Das alles ist im Prinzip nicht uninteressant - gerade auch als Versuch zur Frage, ob das Theater mit seinen Mitteln der omnipräsenten Konfliktverarbeitung in Funk und Fernsehen nicht etwas Eigenes entgegenzusetzen hat. Allerdings müsste es sich dazu dann erstens auch deutlicher auf seine theatralische Stärke konzentrieren und zweitens nicht die Fehler des öffentlich-rechtlichen Häppchen-Infotainments wiederholen.

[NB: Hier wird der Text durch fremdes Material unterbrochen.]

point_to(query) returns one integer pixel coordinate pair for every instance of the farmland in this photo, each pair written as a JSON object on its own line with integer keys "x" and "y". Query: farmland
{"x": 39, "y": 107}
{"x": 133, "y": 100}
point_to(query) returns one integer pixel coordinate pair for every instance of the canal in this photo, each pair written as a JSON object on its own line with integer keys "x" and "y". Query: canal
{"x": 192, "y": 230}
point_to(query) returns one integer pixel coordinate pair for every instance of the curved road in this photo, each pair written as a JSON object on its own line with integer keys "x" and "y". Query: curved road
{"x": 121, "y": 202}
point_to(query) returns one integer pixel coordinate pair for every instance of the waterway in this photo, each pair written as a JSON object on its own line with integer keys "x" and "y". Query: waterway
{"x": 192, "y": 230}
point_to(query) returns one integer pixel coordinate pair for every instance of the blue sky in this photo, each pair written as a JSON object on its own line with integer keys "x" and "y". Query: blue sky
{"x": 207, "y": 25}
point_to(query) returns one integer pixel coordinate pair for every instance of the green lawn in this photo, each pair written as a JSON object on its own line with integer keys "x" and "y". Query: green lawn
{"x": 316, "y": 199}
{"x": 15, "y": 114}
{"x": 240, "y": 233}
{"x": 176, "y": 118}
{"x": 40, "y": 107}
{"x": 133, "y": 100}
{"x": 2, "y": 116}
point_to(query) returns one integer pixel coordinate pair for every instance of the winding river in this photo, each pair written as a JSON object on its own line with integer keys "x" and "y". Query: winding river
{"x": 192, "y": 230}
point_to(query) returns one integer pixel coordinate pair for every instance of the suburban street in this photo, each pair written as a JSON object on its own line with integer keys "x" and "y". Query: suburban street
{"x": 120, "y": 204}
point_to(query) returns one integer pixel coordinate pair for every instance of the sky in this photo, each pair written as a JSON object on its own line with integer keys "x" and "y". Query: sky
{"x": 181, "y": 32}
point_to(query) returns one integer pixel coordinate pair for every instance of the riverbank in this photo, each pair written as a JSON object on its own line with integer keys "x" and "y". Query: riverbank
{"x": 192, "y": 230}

Ersteres, eine konzentriertere Inszenierung, könnte schwierig werden, weil das mehr Zeit und mehr Geld erfordern würde. Vielleicht ist da das Festhalten am Low-Budget-Experiment vorerst also nicht das schlechteste Rezept. Die Fehlervermeidung beim Theatertainment ist dagegen relativ einfach: Wenn man fünf Experten hat, die alle sehr spannende Sachen zu erzählen haben, braucht man entweder fünf Stunden Zeit, weniger Experten, oder man gibt jedem Einzelnen mehr Raum, in dem man die unterschiedlichen Experten auf die einzelnen Aufführungstermine verteilt.

 

Karadzic. Guru
ein Ensembleprojekt von Katrin Hentschel
mit Texten von Slavenka Drakulic, Peter Köpf, Dubravka Ugresic, Felix Steinbrenner, Radovan Karadzic, Erich Rathfelder, Emir Kusturica, Emir Suljagic, Carla de Ponte u.v.a.
Regie: Katrin Hentschel, Raumkonzept: Moritz Müller, Kostüme: Birgit Holzwarth, Dramaturgie: Viola Hasselberg, Arved Schultze.
Mit: Frank Albrecht, Vanessa Valk.

www.theater.freiburg.de
www.festungeuropa.eu

 

Mehr aus der Freiburger Festung Europa? Im Oktober 2008 startete das Projekt mit Christoph Fricks Die Europäische Verfassung. Eine Verzettelung. Zuletzt adaptierte Tanja Krone im März 2009 Saša Stanišics Erfolgsroman Wie der Soldat das Grammofon repariert.

 

Kritikenrundschau

Mit seiner "einstündigen, virtuosen Selbstbetrachtung" faszinierte besonders der Schauspieler Frank Albrecht als Karadzic Ulrich Herrmann von der Frankfurter Rundschau (11.4.), und zwar als eitler," im eigenen Mittelmaß versinkender Komödiant, basierend auf den wenigen, bekannten Belegstücken seiner Existenz, schwülen Gedichten, esoterischen Therapieempfehlungen, biographischen Aussagen". Aber auch Puppenspieleinlagen können ihm den Alptraum, in dem das multinationale Experiment in Jugoslawien endete, höchst intensiv vor Augen führen. Der Kritiker bedauert sehr, dass das spannende Freiburger Projekt "Festung Europa" lediglich an einem unscheinbaren Nebenspielort des Theaters stattfindet. "Karadzic. Guru". hat ihm auch noch einmal auch die Widersprüchlichkeit des Grauens deutlich gemacht.